On-Policy Distillation of Language Models for Autonomous Vehicle Motion Planning

2026-04-09Robotics

RoboticsArtificial Intelligence
AI summary

The authors explore how to take a big, smart language model used for planning car movements and teach a smaller model to do the same job so it can run on limited hardware in cars. They compare two ways to train the smaller model: one where it learns from its own predictions with detailed help from the bigger model, and another using reinforcement learning based on feedback from the bigger model. Their tests show that the first method works much better and nearly matches the big model’s performance despite being five times smaller. This suggests their approach is a practical way to bring advanced language-based planning to real-world self-driving cars.

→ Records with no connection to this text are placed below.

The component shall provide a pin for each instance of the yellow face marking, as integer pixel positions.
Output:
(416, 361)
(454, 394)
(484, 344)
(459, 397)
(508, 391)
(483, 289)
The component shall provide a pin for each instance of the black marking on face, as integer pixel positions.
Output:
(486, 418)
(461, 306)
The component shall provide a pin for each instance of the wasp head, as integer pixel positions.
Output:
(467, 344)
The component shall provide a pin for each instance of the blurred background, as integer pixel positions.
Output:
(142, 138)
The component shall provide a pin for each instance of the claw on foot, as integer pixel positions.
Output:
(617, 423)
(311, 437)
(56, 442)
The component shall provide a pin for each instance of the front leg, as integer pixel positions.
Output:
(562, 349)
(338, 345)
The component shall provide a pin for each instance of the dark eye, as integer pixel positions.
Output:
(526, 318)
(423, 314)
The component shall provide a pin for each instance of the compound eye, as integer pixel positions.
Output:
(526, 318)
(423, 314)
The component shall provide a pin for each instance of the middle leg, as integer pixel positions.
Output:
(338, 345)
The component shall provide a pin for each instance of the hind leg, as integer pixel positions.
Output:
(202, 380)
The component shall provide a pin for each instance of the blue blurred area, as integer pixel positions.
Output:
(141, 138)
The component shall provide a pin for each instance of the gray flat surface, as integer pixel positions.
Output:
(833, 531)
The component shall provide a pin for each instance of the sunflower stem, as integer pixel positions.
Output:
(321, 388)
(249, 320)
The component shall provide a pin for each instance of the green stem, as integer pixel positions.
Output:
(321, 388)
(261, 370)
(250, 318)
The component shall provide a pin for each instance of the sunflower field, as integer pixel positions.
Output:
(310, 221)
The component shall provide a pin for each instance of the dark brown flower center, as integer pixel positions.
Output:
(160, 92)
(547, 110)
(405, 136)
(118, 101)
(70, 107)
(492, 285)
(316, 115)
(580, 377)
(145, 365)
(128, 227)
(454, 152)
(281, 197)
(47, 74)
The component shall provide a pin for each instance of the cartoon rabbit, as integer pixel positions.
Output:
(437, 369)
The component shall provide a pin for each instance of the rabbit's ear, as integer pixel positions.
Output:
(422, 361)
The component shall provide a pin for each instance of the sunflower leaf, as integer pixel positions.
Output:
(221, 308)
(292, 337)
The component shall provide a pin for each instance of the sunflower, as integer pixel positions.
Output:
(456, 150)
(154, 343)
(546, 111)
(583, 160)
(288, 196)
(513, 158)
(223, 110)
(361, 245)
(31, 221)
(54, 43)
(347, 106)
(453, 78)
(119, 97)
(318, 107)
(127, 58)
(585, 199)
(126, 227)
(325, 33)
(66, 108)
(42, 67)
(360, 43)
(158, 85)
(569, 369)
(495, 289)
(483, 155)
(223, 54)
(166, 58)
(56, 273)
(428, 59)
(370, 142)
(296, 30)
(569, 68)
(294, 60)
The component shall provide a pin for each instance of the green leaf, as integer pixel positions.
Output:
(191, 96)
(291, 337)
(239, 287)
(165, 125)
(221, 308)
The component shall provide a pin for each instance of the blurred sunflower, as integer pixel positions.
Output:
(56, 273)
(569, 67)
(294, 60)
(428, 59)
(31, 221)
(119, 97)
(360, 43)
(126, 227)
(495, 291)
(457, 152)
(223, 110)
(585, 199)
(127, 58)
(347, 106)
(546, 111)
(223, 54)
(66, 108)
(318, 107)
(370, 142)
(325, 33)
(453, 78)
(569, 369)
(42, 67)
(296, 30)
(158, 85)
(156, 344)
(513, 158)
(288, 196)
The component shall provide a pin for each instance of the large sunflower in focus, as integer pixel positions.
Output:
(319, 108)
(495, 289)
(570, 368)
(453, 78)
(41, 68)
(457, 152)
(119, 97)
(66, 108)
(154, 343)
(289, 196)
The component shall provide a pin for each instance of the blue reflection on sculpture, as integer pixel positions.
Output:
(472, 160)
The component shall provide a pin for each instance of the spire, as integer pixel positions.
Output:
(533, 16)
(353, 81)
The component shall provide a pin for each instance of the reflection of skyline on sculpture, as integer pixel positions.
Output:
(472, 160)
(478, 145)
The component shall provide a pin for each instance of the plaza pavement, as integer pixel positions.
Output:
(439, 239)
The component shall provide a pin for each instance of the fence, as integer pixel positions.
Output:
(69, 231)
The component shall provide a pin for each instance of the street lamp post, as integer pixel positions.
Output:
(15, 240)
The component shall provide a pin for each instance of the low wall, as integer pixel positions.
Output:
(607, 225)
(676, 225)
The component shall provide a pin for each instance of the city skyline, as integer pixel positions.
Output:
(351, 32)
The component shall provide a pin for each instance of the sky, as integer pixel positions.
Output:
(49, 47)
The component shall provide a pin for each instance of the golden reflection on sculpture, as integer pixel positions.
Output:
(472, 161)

large language modelsmotion planningknowledge distillationreinforcement learningGPT-Driverchain-of-thought reasoningautonomous vehiclesnuScenes benchmarkon-policy trainingtrajectory prediction
Authors
Amirhossein Afsharrad, Amirhesam Abedsoltan, Ahmadreza Moradipari, Sanjay Lall
Abstract
Large language models (LLMs) have recently demonstrated strong potential for autonomous vehicle motion planning by reformulating trajectory prediction as a language generation problem. However, deploying capable LLMs in resource-constrained onboard systems remains a fundamental challenge. In this paper, we study how to effectively transfer motion planning knowledge from a large teacher LLM to a smaller, more deployable student model. We build on the GPT-Driver framework, which represents driving scenes as language prompts and generates waypoint trajectories with chain-of-thought reasoning, and investigate two student training paradigms: (i) on-policy generalized knowledge distillation (GKD), which trains the student on its own self-generated outputs using dense token-level feedback from the teacher, and (ii) a dense-feedback reinforcement learning (RL) baseline that uses the teacher's log-probabilities as per-token reward signals in a policy gradient framework. Experiments on the nuScenes benchmark show that GKD substantially outperforms the RL baseline and closely approaches teacher-level performance despite a 5$\times$ reduction in model size. These results highlight the practical value of on-policy distillation as a principled and effective approach to deploying LLM-based planners in autonomous driving systems.